Dennis Dowidat

Personal information
- Date of birth: 10 January 1990 (age 36)
- Place of birth: Düsseldorf, West Germany
- Height: 1.72 m (5 ft 8 in)
- Position: Midfielder

Team information
- Current team: TSV Meerbusch
- Number: 8

Youth career
- 0000–2002: TuRU Düsseldorf
- 2002–2004: Fortuna Düsseldorf
- 2004–2009: Borussia Mönchengladbach

Senior career*
- Years: Team / Apps / (Gls)
- 2009–2012: Borussia M'gladbach II / 71 / (16)
- 2012–2013: Preußen Münster / 8 / (0)
- 2013: Borussia M'gladbach II / 16 / (4)
- 2013–2017: Alemannia Aachen / 93 / (15)
- 2017–2018: Wuppertaler SV / 22 / (2)
- 2018–: TSV Meerbusch / 31 / (9)

International career
- 2007: Germany U-17 / 21 / (4)
- 2007–2008: Germany U-18 / 3 / (0)

= Dennis Dowidat =

German footballer

Dennis Dowidat (born 10 January 1990) is a German footballer who plays as a midfielder. Most recently, he has played for TSV Meerbusch in the Oberliga Niederrhein.

==Career==

Dowidat first joined Borussia Mönchengladbach as a fourteen-year-old, and spent the next five years in the youth setup, followed by three playing in the reserve team.
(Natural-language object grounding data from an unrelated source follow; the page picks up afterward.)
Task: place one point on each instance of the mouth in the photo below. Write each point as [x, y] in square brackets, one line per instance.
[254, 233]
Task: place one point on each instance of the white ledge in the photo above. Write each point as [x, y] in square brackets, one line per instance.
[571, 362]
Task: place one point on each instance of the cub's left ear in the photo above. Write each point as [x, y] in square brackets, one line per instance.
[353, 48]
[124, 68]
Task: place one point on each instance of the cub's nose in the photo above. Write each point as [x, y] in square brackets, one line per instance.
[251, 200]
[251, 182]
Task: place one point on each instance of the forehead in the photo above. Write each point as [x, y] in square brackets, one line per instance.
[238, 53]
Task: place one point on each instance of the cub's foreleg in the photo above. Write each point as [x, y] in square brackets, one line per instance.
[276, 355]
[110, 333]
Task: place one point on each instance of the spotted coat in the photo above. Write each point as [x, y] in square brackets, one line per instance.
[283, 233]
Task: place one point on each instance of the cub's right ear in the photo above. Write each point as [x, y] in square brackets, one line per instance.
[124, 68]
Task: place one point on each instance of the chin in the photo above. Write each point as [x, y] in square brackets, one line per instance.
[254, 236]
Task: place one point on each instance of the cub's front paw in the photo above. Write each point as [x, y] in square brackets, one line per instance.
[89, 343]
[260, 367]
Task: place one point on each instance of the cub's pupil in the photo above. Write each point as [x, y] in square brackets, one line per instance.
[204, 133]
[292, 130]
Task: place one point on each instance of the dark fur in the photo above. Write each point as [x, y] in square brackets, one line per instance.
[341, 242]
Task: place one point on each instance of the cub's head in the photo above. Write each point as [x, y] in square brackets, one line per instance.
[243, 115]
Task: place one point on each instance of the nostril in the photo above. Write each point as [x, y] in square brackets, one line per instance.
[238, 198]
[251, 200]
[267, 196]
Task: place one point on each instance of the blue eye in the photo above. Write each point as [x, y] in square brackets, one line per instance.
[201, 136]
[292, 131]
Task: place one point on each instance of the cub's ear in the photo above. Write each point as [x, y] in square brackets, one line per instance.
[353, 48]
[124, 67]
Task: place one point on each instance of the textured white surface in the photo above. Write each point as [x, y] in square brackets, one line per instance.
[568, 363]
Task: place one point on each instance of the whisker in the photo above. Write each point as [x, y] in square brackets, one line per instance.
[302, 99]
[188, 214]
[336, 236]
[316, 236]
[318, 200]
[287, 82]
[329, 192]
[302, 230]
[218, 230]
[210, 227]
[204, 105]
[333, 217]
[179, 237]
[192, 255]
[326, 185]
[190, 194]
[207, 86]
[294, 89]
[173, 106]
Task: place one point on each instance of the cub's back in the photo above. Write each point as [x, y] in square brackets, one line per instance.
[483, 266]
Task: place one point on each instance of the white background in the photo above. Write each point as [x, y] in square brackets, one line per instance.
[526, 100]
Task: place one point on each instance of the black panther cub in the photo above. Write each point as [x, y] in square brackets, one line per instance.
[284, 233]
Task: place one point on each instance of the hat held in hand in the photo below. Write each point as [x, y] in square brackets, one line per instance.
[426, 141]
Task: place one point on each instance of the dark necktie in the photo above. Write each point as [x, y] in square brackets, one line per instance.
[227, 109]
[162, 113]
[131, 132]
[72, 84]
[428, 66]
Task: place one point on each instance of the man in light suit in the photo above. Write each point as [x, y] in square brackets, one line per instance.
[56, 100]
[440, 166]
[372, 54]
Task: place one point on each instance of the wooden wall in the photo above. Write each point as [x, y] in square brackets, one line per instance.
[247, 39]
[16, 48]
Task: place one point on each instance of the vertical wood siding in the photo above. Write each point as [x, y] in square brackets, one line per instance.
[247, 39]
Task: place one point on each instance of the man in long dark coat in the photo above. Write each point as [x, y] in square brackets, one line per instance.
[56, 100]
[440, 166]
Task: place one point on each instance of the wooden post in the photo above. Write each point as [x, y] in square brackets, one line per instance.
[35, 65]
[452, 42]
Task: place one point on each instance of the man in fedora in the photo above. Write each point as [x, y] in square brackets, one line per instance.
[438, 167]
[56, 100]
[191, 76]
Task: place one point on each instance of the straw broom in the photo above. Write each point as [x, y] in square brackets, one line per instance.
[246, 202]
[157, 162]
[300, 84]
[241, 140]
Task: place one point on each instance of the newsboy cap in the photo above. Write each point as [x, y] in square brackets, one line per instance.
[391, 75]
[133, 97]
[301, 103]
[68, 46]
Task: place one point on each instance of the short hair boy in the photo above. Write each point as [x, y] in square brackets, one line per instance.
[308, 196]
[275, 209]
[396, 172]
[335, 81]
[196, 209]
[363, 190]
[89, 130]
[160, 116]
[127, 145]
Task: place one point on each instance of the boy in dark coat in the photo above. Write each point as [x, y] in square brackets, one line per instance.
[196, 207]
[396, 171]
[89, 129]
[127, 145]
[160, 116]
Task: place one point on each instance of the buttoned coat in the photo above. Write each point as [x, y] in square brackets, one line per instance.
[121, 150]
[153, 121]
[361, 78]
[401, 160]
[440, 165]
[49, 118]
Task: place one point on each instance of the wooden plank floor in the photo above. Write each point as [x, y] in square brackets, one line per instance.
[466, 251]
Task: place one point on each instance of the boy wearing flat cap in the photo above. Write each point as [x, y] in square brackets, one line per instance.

In July 2012 he signed for Preußen Münster of the 3. Liga, where he made his debut on the opening day of the 2012–13 season, as a substitute for Benjamin Siegert in a 2–0 win against Wacker Burghausen. He made eight appearances in the first half of the season, before returning to Gladbach in January 2013. After a further six months playing for the reserve team, he signed for Alemannia Aachen.